Consider the projections onto the $n+1$ coordinates; if any projection, say the projection on the $j$th component is trivial, then $H$ is a subgroup of a product of $n$ copies of $\mathbb{Z}_{p^k}$, and can be described as in the proposition, together with the condition $h_j\equiv 0\pmod{p^k}$. 
Assume then that all projections are nontrivial. Each projection gives a subgroup of $\mathbb{Z}_{p^k}$, hence of the form $p^{r_i}\mathbb{Z}_{p^k}$, with $0\leq r_i\lt k$. Let $\sigma(1)$ be the index with the largest subgroup (i.e., smallest $r_i$, possibly $0$); set $j_1 = r_{\sigma(1)}$. Let $\mathbf{a}_1$ be an element of $H$ whose $\sigma(1)$ coordinate is $p^{j_1}$. The minimality of $j_1$ means that $\mathbf{a}_{1}$ can be written as
$$\mathbf{a}_1 = (a_1,\ldots,a_n) = p^{j_1}(b_1,\ldots,b_n) = a_{\sigma(1)}(b_1,\ldots,b_n)$$
with $b_{\sigma(1)}=1$, all $b_i$ integers. 
Now let $K$ be the subgroup of $H$ corresponding to the kernel of the projection onto the $\sigma(1)$-coordinate; that is, all elements that have $\sigma(1)$ coordinate congruent to $0$ modulo $p^{k}$. By induction, there is a bijection $\sigma\colon \{2,\ldots,n+1\}\to\{1,\ldots,n+1\}-\{\sigma(1)\}$ and integers $\gamma_{rs}$, $2\leq r\leq n+1$, $1\leq s\lt r$ and nonnegative integers $j_2\leq\cdots\leq j_{n+1}\leq k$ such that the elements of $K$ can be described as
$$\begin{align*}
k_{\sigma(1)} &\equiv 0 \pmod{p^k}\\
k_{\sigma(2)} &\equiv 0 \pmod{p^{j_2}}\\
k_{\sigma(3)} &\equiv \gamma_{32}k_{\sigma(2)} \pmod{p^{j_3}}\\
&\vdots\\
k_{\sigma(n+1)} &\equiv \gamma_{(n+1)2}k_{\sigma(2)} + \cdots + \gamma_{(n+1)n}k_{\sigma(n)}\pmod{p^{j_{n+1}}}.
\end{align*}$$
Moreover, the minimality of $j_1$ ensures that $j_1\leq j_2$. 
Now, $K\cap\langle \mathbf{a}_1\rangle = \{e\}$, and $K+\langle \mathbf{a}_1\rangle\subseteq H$. In fact, $H = K\oplus\langle\mathbf{a}_1\rangle$: given $\mathbf{h}\in H$, we know that the $\sigma(1)$-component of $\mathbf{h}$ is a multiple of $p^{j_1}$ (by choice of $\sigma(1)$), and so there exists $m$ such that $\mathbf{h}- m\mathbf{a}_1 \in K$. Hence, $h\in K\oplus\langle\mathbf{a}_1\rangle$.
Therefore, given $\mathbf{h}=(h_1,\ldots,h_{n+1})\in \displaystyle\prod_{i=1}^{n+1}\mathbb{Z}_{p^k}$, we have that $\mathbf{h}\in H$ if and only if:


*

*(i) $h_{\sigma(1)}\equiv 0\pmod{p^{j_1}}$; and 

*(ii) if $h_{\sigma(1)} = mp^{j_1}$, then $\mathbf{h}-m\mathbf{a}_1\in K$. 

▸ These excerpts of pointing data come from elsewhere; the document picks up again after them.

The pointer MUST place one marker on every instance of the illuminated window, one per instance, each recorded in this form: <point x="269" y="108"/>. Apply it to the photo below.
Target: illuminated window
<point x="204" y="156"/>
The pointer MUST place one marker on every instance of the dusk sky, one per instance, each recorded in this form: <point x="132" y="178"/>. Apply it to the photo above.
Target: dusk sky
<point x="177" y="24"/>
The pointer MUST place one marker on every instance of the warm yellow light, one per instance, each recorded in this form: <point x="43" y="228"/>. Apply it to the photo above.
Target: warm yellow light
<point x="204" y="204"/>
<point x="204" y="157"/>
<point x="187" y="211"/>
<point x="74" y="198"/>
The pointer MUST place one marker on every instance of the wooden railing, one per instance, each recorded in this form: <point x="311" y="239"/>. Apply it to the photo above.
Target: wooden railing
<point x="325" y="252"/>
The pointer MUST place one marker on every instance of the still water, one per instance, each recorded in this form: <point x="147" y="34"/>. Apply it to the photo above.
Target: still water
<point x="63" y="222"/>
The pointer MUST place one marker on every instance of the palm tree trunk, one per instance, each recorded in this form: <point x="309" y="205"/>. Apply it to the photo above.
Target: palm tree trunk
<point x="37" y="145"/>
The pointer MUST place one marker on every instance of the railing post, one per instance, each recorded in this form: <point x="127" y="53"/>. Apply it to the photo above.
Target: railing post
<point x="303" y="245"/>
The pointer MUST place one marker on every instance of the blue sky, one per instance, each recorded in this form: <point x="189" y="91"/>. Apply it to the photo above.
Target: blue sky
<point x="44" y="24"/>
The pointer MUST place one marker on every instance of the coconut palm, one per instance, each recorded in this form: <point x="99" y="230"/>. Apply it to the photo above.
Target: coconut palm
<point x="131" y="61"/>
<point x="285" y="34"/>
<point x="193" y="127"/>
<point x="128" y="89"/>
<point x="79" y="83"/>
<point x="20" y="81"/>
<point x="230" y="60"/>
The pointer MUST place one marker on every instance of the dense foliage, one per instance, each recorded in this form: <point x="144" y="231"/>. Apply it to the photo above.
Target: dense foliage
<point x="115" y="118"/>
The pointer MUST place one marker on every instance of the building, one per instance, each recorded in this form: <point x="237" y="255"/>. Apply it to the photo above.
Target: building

Thus, we only need to show that this can be expressed by congruences of the form described. Note that $h_{\sigma(1)} = ma_{\sigma(1)} = mp^{j_1}$.
Condition (i) on $\mathbf{h}$ can be written as
$$h_{\sigma(1)} \equiv 0 \pmod{p^{j_1}}.$$
By our prior description of $K$, condition (ii) can be described as:
$$\begin{align*}
h_{\sigma(2)} -ma_{\sigma(2)}&\equiv 0 \pmod{p^{j_2}}\\
h_{\sigma(3)} -ma_{\sigma(3)}&\equiv \gamma_{32}\bigl(h_{\sigma(2)}-ma_{\sigma(2)}\bigr) \pmod{p^{j_3}}\\
&\vdots\\
h_{\sigma(n+1)}-ma_{\sigma(n+1)} &\equiv \gamma_{(n+1)2}\bigl(h_{\sigma(2)}-ma_{\sigma(2)}\bigr) + \cdots + \gamma_{(n+1)n}\bigl(h_{\sigma(n)}-ma_{\sigma(n)}\bigr)\pmod{p^{j_{n+1}}}
\end{align*}$$
with the problem that $m$ depends on $h_{\sigma(1)}$.
However, $a_{\sigma(i)} = p^{j_1}b_{\sigma(i)} = a_{\sigma(1)}b_{\sigma(i)}$, and since $ma_{\sigma(1)} \equiv h_{\sigma(1)} \pmod{p^{k}}$ then for each $i$, $2\leq i\leq n+1$ we have
$$ma_{\sigma(i)} = ma_{\sigma(1)}b_{\sigma(i)} \equiv h_{\sigma(1)}b_{\sigma(i)}\pmod{p^{k}}.$$
Since $j_i\leq k$, we can then rewrite the congruences above as:
$$\begin{align*}
h_{\sigma(1)} &\equiv 0 \pmod{p^{j_1}}\\
h_{\sigma(2)} -h_{\sigma(1)}b_{\sigma(2)}&\equiv 0 \pmod{p^{j_2}}\\
h_{\sigma(3)} -h_{\sigma(1)}b_{\sigma(3)}
&\equiv \gamma_{32}\bigl(h_{\sigma(2)}-h_{\sigma(1)}b_{\sigma(2)}\bigr) \pmod{p^{j_3}}\\
&\vdots\\
h_{\sigma(n+1)}-h_{\sigma(1)}b_{\sigma(n+1)}
 &\equiv \gamma_{(n+1)2}\bigl(h_{\sigma(2)}-h_{\sigma(1)}b_{\sigma(2)}\bigr) \\
&\qquad\qquad\mathop{+} \cdots 
\mathop{+} \gamma_{(n+1)n}\bigl(h_{\sigma(n)}-h_{\sigma(1)}b_{\sigma(n)}\bigr)\pmod{p^{j_{n+1}}}
\end{align*}$$
which can be rewritten in the desired form by moving the $h_{\sigma(1)}b_{\sigma(k)}$ summand to the right hand side, and regrouping; this satisfies the conditions of the statement above, since $b_1,\ldots,b_n$ and $\gamma_{ij}$ are fixed, giving rise to fixed $\alpha_{ij}$ that do not depend on $\mathbf{h}$.
This establishes the induction step, and so the description.